It is important to note that the results of trend analysis should be approached with caution due to high autoregressive correlation in hydro-meteorological data, especially in short term data (< 30 measurements)56. Such issue can be resolved by applying adjusted seasonality (periodicity) after prewhitening the monthly time series to make the data both homogeneous and free of autoregressive correlation56. The current study though observed inter-seasonal variability in the long-term continuously collected data in the monitored catchments (2010–2023), and 30-year periods in climate projection modelling were used as reference period.

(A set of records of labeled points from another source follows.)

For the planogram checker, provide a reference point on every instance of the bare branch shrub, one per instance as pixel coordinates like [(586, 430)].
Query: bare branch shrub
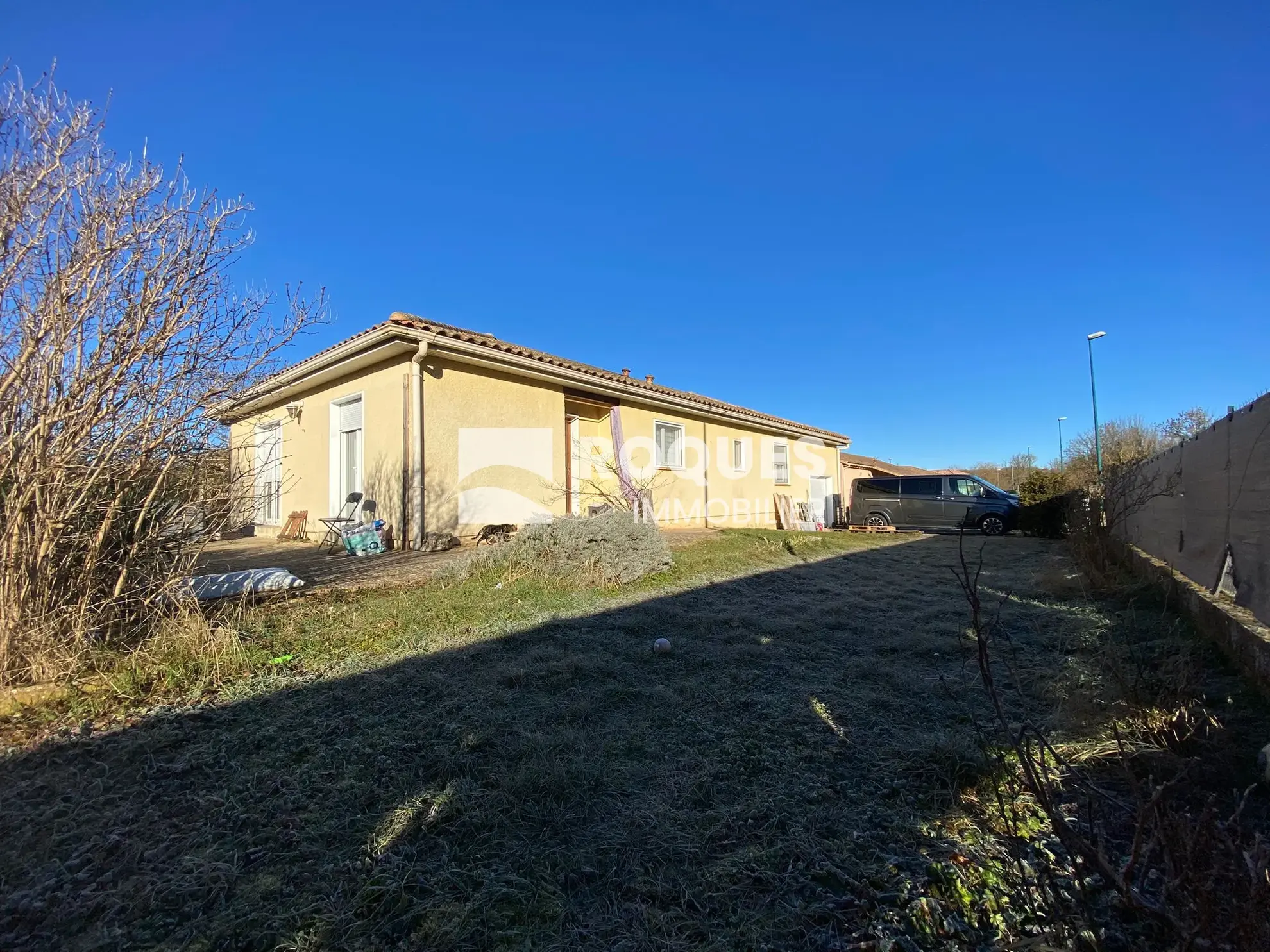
[(1201, 878), (120, 331), (604, 488)]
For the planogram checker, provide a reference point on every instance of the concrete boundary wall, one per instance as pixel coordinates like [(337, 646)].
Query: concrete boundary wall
[(1221, 503)]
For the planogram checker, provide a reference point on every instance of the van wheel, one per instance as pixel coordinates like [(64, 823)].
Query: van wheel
[(992, 526)]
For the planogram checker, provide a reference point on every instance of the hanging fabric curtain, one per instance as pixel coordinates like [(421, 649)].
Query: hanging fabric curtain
[(624, 478)]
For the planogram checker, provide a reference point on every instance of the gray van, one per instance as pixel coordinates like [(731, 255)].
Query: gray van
[(934, 503)]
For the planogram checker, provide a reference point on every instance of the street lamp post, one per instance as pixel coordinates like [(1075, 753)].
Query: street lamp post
[(1061, 467), (1094, 392)]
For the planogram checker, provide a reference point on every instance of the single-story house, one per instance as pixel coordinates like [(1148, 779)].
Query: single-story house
[(450, 431)]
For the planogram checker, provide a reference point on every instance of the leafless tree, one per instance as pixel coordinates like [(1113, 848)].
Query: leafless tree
[(602, 485), (1185, 426), (120, 330)]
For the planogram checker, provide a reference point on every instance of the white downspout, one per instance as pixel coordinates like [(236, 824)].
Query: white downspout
[(417, 444)]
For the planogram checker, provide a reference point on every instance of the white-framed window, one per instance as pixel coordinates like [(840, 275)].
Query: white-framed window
[(781, 463), (268, 472), (668, 441), (347, 421)]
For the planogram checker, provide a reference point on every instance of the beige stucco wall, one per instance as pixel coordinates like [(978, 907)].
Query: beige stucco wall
[(460, 396), (745, 499), (496, 449), (307, 444)]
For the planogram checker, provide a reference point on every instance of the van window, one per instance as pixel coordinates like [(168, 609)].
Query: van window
[(963, 487), (878, 488), (921, 485)]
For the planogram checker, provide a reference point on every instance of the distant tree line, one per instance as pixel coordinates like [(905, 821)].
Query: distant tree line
[(1124, 441)]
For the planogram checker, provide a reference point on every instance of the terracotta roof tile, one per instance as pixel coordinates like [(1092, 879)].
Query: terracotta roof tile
[(489, 340)]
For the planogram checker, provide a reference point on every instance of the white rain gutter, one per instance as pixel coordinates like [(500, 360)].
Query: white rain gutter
[(417, 444)]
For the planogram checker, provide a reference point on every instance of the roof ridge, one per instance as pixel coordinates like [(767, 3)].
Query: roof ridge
[(409, 320)]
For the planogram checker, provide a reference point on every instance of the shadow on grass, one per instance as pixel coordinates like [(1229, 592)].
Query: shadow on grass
[(559, 787)]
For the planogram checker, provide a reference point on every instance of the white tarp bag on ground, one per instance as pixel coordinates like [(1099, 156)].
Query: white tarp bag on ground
[(250, 581)]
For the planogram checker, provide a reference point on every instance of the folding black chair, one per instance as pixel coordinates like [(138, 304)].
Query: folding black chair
[(334, 523)]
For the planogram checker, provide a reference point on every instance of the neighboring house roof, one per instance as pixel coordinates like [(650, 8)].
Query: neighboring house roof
[(878, 466), (486, 348), (886, 469)]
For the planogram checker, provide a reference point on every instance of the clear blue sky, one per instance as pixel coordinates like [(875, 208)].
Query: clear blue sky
[(897, 221)]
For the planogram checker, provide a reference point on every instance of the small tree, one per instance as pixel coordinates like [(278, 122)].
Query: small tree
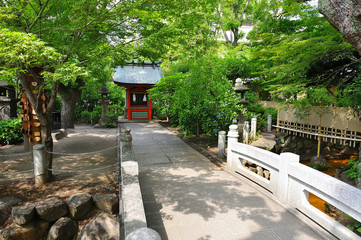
[(25, 57), (163, 91)]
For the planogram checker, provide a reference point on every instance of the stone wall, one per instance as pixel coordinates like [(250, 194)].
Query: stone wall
[(307, 148), (52, 218)]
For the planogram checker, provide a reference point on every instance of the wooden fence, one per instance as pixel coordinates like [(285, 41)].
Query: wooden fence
[(333, 123)]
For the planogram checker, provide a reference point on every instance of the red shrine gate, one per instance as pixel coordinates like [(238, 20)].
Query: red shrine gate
[(137, 79)]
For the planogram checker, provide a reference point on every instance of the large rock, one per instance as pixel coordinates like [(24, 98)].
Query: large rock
[(108, 203), (104, 226), (51, 209), (11, 201), (318, 162), (143, 233), (23, 214), (5, 212), (63, 229), (80, 205), (345, 178), (35, 230)]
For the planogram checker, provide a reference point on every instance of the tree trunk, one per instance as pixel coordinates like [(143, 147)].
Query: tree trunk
[(43, 114), (69, 98), (345, 16)]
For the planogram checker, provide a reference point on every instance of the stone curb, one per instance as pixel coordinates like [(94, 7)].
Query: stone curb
[(134, 223)]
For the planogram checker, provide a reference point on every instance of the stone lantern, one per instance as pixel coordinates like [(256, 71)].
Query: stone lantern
[(241, 90), (104, 101)]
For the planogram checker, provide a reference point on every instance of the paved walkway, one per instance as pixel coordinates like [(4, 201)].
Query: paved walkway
[(186, 197)]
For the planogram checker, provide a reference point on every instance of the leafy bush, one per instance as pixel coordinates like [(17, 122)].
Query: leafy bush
[(11, 131), (200, 101), (353, 171), (256, 109)]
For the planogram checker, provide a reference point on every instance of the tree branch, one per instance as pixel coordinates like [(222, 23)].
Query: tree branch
[(39, 15)]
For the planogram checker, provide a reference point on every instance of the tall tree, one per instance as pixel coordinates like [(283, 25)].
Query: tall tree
[(232, 15), (345, 16), (39, 69)]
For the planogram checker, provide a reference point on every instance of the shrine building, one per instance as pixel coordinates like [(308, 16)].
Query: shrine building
[(137, 78)]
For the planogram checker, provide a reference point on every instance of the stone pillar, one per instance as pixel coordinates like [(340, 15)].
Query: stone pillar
[(282, 187), (125, 137), (246, 132), (233, 134), (358, 179), (269, 123), (40, 165), (105, 103), (221, 144), (232, 138), (254, 127), (126, 104)]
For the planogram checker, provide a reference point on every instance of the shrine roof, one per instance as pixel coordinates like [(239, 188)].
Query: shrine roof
[(134, 74)]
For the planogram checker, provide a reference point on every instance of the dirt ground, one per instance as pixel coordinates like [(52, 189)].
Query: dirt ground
[(83, 139)]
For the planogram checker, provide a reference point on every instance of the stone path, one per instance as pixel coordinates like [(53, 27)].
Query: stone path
[(187, 197)]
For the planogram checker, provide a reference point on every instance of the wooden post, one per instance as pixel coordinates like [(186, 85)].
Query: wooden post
[(278, 117), (269, 123), (254, 127), (40, 165), (319, 132), (246, 132), (221, 144)]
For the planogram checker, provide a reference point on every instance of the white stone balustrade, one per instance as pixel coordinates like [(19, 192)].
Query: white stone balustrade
[(291, 182)]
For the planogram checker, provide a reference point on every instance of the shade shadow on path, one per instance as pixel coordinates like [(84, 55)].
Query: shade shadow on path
[(187, 197)]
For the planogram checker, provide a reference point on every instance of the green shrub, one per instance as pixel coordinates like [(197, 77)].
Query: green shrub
[(10, 131)]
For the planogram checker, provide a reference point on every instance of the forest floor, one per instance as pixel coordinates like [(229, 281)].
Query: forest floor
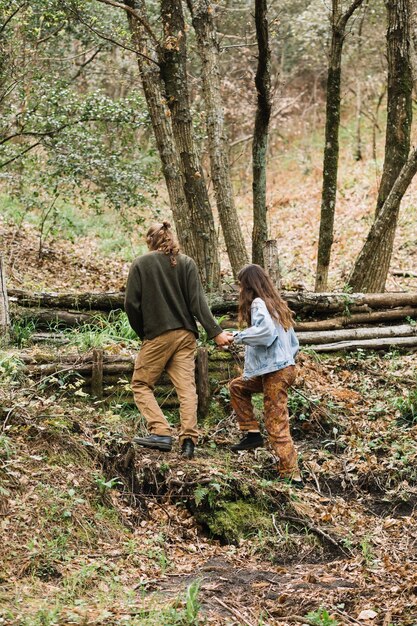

Empirical modelling to identifying triggering events
To benefit from the long-term and high temporal resolution monitoring data, empirical dynamic modelling approach was applied to better understand (quantify and monitor) the causal relationships among variables (nutrient concentrations and weather data), and to obtain precise and meaningful estimates of the probability of events under future climates. EM takes an observation-oriented (data-driven) approach which is continuously open for the modeller to be re-programmed (experience-based) according to the perceived dependency of variables53. Therefore, it is a practical framework for examining examine complex non-linear nonstationary systems from time series observations57,58. The R-Programming Language was used for this purpose.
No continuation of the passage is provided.